Bahrami, who is a senior member of the Institute of Electrical and Electronics Engineers (IEEE), received an achievement award in recognition of his contributions to the field of cloud computing at the 2014 World Congress in Computer Science, Computer Engineering and Applied Computing.

He has published several technical papers, was editor-in-chief of the Journal of Soft Computing and Software Engineering and edits and reviews for several international computer science journals, including Springer journals.

He recently presented his work at a conference at UC Berkeley, and is scheduled to give an invited talk at Stanford University’s Networking Seminar.

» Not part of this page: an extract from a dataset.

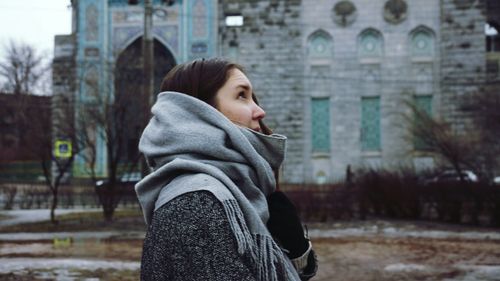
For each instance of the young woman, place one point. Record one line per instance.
(210, 202)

Bahrami is scheduled to make another presentation for UC Global Health Day at UCLA this summer.

His encryption method will be of particular interest to people in the medical community who use mobile devices to receive and store patient information. They are required under the Health Insurance Portability and Accountability Act (HIPAA) to make sure all patient data is highly secure before it is sent or stored.

Bahrami is working on commercializing his method, and said it will be far less expensive and far more efficient than other systems now available. He’s also working to make the system more efficient and even more secure.